Trigonometry - 3D Trigonometry

A cuboid has dimensions $AB = 8$ cm, $BC = 6$ cm, and height $CG = 5$ cm. Calculate the length of the space diagonal $AG$ and the angle $AG$ makes with the base $ABCD$.

1. Find diagonal of the base $AC$: $AC = \sqrt{8^2 + 6^2} = \sqrt{64 + 36} = 10$ cm.
2. Find $AG$ using $\triangle ACG$: $AG = \sqrt{AC^2 + CG^2} = \sqrt{10^2 + 5^2} = \sqrt{125} \approx 11.18$ cm.
3. Find angle $\theta = \angle GAC$: $\tan \theta = \frac{CG}{AC} = \frac{5}{10} = 0.5$.
4. $\theta = \tan^{-1}(0.5) \approx 26.6^{\circ}$.

To find the space diagonal, we first apply Pythagoras to the horizontal base to find $AC$. Then, we use the vertical triangle $ACG$ where $AC$ is the base and $CG$ is the height.
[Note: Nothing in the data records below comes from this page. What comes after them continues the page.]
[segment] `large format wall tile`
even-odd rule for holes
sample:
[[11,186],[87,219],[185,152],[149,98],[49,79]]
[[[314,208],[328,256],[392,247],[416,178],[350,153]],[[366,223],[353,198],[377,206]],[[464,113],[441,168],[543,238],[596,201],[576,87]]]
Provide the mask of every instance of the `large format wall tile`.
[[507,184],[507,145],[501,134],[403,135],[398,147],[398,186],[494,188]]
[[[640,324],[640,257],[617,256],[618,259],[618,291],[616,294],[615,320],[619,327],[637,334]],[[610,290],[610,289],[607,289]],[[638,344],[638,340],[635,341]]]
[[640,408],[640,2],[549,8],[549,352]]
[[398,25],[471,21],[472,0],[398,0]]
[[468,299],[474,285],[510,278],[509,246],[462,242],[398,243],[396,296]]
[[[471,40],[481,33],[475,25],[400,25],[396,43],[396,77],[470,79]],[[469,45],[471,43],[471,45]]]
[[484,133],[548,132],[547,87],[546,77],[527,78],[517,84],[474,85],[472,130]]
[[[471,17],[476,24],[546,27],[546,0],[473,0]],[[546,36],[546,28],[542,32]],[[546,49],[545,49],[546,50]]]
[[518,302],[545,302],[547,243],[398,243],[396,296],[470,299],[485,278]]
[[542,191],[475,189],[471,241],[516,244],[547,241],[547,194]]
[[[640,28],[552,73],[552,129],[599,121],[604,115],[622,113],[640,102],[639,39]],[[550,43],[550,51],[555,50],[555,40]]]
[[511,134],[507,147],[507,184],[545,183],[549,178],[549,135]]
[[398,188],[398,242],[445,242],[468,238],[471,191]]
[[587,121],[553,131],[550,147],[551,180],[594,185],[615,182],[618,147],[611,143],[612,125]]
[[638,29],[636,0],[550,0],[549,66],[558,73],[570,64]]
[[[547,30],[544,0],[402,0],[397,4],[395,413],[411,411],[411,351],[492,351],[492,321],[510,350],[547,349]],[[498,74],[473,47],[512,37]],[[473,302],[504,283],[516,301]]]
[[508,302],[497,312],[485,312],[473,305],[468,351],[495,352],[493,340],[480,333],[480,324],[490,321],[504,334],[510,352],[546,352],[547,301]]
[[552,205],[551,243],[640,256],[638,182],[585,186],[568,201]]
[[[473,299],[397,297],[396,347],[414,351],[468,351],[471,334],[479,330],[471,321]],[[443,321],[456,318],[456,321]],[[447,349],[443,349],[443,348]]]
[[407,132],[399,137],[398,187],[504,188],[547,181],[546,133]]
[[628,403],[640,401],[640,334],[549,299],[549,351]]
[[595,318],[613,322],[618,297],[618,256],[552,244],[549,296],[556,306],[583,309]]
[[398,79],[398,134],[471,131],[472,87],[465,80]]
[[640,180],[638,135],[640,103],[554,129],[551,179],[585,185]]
The angle between the line $AG$ and the base is the angle between the line and its projection $AC$ on the base.

A square-based pyramid has a base side of 10 cm and a vertical height of 12 cm. Find the angle between a sloping face and the base.

1. Let $M$ be the midpoint of one base edge and $O$ be the center of the base.
2. The distance $OM = \frac{1}{2} \times 10 = 5$ cm.
3. The vertical height $VO = 12$ cm.
4. In the right-angled $\triangle VOM$, let the angle at $M$ be $\alpha$.
5. $\tan \alpha = \frac{VO}{OM} = \frac{12}{5} = 2.4$.
6. $\alpha = \tan^{-1}(2.4) \approx 67.4^{\circ}$.

The angle between a sloping face and the base is measured along the line of greatest slope. We create a right-angled triangle using the vertical height of the pyramid, the distance from the center of the base to the midpoint of the edge, and the slant height of the face.